That's the Marine Formula Sta-Bil made for boats.
If you are going to use the Sta-Bil brand, this is much better than the red stuff.


----------



## LincTex (Apr 1, 2011)

LastOutlaw said:


> I saw on another forum that someone had stored gasoline in a 55 gallon drum with stabilizer as a test...before he sealed the drum he forced out all air with a gas... propane I think.
> He opened and used it 10 years in and it was fine, supposedly.
> 
> Very dangerous to store though...one spark on opening and you are through.


Yes, pretty close. 
I did use 55 gallon drums & stored the gas for 5 years with no degradation *at all*. 
The drums were stored in very shady area, somewhat insulated (hidden under pallets & other junk) and kept of out the rain. 
I have since found some very cheap "out of service" bulk propane tanks and have switched to them for storage.

My original experiment worked well, though: http://www.preparedsociety.com/forum/f2/gasoline-stored-5-years-success-22028/

Purging the air space with propane is *NO* more dangerous than regular gasoline fumes..... exercise extreme caution in both cases.


----------



## forluvofsmoke (Jan 27, 2012)

I feel your pain, midwestmom. I store and rotate gasoline into vehicles from plastic cans fairly regularly, and I do keep a few cans with stabilizer for up to 6 months. My intended use is extra bug-out fuel and generator fuel for power outages, with a little on hand for my normal small engine use, as well. I generally have enough on hand to power our essentials for up to 3 weeks, comfortably, but I may opt to go longer at some point.

I have only plastic gas cans, mostly 5 gallon, a 6 gallon or two, and couple of 2 and 2-1/2 gallon. A trick I learned was to buy plastic threaded gas can caps to replace the pour spouts while in storage. If, like me, you have missing or broken pour spouts, you can revive the cans with these caps, but that's not the main reason I bought them. They have a heavy gasket and can be tightened down quite firmly to provided a good seal, even under pressure with expansion of the liquid during hotter months of the year. These are far more reliable and effective at this task than the two sealing surfaces you're dealing with when a spout is installed on the can. I do have some cans that are possibly 20+ years old with damaged/missing spouts and still are a viable storage option now with the new caps.
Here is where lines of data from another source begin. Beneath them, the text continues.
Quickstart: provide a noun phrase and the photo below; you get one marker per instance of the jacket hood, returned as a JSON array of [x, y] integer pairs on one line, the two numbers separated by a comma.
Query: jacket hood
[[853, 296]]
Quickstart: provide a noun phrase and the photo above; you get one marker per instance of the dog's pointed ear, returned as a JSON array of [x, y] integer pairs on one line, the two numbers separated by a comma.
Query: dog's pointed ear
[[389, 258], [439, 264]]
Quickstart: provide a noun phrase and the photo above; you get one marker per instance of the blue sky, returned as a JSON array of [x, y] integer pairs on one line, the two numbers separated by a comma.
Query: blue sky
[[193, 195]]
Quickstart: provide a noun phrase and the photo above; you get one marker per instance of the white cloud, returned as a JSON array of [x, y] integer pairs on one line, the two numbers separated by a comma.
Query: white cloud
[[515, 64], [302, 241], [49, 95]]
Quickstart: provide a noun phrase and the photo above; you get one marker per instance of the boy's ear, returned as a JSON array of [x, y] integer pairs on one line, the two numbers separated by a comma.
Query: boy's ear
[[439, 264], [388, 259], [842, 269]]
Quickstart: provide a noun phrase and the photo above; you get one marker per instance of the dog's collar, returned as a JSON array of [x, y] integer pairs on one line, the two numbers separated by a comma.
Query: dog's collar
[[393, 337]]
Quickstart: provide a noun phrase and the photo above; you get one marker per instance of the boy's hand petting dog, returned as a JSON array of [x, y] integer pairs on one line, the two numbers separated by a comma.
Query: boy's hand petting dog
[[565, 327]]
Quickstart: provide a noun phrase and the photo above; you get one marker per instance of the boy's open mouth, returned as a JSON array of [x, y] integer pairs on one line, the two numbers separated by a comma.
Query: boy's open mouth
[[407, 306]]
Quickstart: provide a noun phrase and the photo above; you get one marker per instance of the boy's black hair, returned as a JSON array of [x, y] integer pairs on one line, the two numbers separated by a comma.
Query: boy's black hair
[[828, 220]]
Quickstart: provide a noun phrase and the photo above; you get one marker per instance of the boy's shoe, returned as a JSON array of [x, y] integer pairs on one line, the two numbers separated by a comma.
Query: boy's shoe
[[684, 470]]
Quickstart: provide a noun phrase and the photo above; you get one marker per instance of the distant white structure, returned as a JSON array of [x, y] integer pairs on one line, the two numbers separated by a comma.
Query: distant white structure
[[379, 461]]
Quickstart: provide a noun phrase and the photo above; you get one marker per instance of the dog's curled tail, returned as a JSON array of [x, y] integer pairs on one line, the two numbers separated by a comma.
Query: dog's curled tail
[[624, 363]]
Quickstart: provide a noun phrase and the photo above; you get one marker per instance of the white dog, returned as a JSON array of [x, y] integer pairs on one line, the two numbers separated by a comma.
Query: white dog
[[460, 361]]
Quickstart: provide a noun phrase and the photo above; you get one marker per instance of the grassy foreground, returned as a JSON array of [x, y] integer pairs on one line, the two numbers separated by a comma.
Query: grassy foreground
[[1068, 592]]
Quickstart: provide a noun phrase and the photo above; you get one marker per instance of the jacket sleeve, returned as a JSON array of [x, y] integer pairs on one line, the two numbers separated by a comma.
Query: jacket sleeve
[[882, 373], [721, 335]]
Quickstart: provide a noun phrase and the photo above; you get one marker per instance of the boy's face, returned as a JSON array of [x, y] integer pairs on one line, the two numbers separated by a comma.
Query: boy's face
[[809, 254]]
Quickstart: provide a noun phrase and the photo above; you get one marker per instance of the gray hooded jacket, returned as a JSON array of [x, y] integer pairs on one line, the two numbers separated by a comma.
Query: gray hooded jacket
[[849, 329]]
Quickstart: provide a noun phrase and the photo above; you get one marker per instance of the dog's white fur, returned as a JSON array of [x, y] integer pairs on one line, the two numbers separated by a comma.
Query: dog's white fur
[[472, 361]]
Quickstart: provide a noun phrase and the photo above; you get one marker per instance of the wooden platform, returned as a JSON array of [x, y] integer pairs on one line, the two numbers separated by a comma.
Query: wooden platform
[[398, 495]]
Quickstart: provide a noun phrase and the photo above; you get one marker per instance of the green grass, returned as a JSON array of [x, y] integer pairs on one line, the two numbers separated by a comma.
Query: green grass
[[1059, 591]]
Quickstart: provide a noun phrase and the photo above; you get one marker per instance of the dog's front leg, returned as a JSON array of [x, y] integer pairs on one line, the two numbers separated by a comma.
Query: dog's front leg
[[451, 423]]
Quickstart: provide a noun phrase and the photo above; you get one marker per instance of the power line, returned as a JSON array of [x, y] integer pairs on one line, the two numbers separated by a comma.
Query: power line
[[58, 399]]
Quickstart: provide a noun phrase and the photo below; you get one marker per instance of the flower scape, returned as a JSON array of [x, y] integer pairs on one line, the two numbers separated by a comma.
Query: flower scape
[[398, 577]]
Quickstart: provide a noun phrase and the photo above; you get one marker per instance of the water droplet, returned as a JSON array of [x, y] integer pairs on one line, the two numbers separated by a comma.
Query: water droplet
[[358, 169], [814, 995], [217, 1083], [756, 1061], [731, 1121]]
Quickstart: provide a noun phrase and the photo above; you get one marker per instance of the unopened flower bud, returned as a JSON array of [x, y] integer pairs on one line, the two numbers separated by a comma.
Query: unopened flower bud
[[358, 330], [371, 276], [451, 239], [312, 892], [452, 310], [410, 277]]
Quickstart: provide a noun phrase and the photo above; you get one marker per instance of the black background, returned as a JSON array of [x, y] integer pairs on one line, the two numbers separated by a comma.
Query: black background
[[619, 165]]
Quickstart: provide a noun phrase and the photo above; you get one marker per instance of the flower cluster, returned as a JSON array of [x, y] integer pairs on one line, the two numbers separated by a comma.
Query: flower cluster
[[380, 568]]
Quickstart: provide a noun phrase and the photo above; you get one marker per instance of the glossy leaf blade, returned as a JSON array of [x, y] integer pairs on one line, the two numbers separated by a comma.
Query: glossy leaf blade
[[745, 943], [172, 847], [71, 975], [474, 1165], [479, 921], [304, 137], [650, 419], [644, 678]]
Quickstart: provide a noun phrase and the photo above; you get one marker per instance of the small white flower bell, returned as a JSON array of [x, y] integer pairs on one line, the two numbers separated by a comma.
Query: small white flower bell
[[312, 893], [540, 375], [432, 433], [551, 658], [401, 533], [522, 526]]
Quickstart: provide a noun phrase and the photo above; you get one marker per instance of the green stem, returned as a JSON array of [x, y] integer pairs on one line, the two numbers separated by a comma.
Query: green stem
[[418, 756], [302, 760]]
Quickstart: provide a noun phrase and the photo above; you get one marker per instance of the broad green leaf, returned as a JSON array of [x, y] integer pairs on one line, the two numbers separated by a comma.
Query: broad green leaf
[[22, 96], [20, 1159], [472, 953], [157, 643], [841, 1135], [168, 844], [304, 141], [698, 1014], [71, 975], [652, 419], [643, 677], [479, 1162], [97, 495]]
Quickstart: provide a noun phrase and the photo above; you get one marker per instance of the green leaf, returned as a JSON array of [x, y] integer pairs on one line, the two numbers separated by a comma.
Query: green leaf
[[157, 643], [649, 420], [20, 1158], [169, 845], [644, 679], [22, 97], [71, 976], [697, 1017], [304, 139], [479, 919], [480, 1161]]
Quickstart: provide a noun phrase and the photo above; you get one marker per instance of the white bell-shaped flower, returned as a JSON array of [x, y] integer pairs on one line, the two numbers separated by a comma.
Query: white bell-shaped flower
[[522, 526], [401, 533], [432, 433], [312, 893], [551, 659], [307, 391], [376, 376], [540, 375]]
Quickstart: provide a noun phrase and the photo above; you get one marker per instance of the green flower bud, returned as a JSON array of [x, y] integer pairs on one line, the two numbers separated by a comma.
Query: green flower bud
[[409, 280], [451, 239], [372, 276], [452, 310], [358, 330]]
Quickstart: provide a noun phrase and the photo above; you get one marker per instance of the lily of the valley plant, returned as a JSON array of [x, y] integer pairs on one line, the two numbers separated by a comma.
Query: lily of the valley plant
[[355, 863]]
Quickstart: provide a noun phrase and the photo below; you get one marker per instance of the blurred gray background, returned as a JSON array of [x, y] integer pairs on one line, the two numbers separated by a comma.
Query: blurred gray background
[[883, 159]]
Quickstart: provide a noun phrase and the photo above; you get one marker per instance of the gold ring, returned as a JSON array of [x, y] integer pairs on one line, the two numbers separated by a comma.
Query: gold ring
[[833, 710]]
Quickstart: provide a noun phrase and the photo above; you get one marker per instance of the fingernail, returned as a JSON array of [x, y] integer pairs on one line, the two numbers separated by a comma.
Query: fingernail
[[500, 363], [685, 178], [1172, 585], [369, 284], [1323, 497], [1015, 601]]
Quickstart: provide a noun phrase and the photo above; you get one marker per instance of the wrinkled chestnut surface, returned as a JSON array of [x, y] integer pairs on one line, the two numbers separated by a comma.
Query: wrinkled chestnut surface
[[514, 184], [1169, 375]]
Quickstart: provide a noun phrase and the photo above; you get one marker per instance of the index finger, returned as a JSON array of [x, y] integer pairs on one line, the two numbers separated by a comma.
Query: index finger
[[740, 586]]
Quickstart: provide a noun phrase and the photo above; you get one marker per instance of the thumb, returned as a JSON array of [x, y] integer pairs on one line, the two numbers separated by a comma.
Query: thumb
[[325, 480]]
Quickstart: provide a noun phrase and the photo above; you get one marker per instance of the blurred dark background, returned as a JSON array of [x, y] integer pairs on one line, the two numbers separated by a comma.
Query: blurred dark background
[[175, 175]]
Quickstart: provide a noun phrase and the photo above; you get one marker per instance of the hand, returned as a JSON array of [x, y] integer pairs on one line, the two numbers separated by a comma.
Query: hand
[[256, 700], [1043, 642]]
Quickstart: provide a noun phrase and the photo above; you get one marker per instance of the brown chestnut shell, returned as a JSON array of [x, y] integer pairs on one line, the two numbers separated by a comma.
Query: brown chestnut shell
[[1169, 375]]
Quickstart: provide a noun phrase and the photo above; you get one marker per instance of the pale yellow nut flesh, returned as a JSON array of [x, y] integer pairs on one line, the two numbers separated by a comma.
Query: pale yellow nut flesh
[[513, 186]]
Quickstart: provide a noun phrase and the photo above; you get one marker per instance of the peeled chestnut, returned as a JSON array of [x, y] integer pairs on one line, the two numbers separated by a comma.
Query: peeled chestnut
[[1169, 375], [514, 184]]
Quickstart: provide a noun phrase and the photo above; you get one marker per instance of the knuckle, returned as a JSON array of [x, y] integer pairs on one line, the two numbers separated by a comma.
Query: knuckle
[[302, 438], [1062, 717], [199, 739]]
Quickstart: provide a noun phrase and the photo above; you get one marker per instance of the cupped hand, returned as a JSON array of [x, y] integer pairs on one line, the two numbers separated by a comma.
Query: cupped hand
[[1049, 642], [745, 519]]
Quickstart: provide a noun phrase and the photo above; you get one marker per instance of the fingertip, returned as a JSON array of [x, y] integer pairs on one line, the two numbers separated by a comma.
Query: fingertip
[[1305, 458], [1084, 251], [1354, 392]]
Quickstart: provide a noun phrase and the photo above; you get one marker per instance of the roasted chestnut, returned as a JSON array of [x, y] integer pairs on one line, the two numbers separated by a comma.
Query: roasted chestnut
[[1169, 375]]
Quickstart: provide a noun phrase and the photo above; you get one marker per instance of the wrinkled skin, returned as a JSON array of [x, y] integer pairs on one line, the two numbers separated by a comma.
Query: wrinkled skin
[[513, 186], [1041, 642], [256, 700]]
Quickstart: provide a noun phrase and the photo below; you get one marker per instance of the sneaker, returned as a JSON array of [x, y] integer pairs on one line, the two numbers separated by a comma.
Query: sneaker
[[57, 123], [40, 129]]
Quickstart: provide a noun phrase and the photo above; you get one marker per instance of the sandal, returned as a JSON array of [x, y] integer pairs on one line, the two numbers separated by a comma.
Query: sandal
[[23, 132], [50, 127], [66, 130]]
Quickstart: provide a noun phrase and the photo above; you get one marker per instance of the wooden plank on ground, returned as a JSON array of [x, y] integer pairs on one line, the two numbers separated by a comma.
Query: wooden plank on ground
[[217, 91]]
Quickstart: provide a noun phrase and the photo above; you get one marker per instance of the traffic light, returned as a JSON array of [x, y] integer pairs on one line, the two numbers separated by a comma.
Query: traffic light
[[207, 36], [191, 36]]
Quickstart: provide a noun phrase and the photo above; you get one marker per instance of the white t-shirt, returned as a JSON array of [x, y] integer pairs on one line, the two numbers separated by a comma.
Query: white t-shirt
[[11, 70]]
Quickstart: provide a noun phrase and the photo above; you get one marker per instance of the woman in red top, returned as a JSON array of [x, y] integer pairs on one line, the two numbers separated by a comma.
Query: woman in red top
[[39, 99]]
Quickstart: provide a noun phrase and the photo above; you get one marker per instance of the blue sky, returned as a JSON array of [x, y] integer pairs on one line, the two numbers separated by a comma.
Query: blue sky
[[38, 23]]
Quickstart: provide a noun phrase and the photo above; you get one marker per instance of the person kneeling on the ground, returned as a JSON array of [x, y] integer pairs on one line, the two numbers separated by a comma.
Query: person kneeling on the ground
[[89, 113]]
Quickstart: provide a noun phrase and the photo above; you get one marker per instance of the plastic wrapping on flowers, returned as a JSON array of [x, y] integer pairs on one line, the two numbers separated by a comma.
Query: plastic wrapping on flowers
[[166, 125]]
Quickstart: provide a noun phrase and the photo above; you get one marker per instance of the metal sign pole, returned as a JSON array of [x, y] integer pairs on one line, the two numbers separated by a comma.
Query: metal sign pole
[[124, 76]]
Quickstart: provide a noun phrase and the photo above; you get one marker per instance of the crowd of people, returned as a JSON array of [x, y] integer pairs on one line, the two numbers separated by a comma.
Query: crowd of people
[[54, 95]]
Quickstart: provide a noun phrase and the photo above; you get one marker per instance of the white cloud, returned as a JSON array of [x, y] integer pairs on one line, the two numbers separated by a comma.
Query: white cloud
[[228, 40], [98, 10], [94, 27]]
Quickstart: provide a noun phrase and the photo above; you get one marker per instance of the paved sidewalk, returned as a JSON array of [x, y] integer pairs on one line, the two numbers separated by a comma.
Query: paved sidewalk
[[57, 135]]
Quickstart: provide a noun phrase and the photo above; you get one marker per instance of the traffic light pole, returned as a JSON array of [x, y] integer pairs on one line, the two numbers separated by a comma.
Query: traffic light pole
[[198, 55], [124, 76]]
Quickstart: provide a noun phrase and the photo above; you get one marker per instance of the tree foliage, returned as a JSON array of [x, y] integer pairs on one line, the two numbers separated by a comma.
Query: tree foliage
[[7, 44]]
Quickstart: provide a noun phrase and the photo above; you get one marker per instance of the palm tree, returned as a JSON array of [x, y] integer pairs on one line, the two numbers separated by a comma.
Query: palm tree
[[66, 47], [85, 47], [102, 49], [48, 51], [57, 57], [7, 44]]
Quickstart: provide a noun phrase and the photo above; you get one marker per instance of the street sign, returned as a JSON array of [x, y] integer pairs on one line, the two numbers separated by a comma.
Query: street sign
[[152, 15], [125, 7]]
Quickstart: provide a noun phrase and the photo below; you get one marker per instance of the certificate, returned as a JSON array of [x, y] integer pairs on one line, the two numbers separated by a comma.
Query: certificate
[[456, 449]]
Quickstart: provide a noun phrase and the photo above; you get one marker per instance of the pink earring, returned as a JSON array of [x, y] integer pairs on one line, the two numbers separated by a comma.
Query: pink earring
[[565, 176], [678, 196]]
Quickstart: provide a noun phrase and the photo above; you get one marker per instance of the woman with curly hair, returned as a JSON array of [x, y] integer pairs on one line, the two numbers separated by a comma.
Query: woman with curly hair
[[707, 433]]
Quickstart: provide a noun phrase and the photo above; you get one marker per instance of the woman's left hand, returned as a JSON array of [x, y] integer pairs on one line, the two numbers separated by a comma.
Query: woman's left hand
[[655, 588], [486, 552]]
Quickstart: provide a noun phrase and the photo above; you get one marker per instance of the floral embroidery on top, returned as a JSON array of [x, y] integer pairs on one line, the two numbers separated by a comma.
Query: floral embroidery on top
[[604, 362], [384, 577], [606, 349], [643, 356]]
These caps work surprisingly well at eliminating odors of gasoline once the cans tightly capped-off, and they do hold pressure inside the can so I know they are stopping vapor loss and reducing fire-risk. The two major types I purchased due to the varied types of cans I've acquired over the years are listed below:

Typicaly Fits Blitz, Midwest, Scepter, EZ POUR's Chilton Adapter And EZ POUR's Jerry Can Adapter:
https://www.amazon.com/gp/product/B00NB3UUDK/ref=oh_aui_detailpage_o03_s00?ie=UTF8&psc=1

Typically Fits Older Briggs And Stratton, Rubbermaid, Essence And Gott Cans:
https://www.amazon.com/gp/product/B00P9R1TH2/ref=oh_aui_detailpage_o03_s00?ie=UTF8&psc=1

Looks like they're still priced @ $4 each, but I don't even leave the pour spout on the can once it's emptied, and never leave the cans with the spout installed any more. I've had far too many pour spout gasket not seal properly and cause leaks in the past and these caps solved the problem. If long-term storage is not your goal, the storage caps offer a great option for improved safety during storage. I ordered a couple packs of each a year ago and put them all to use immediately upon arrival...I wouldn't do it any other way now that I have the caps, because it still allows me to purchase and store smaller quantities without drawing attention to myself.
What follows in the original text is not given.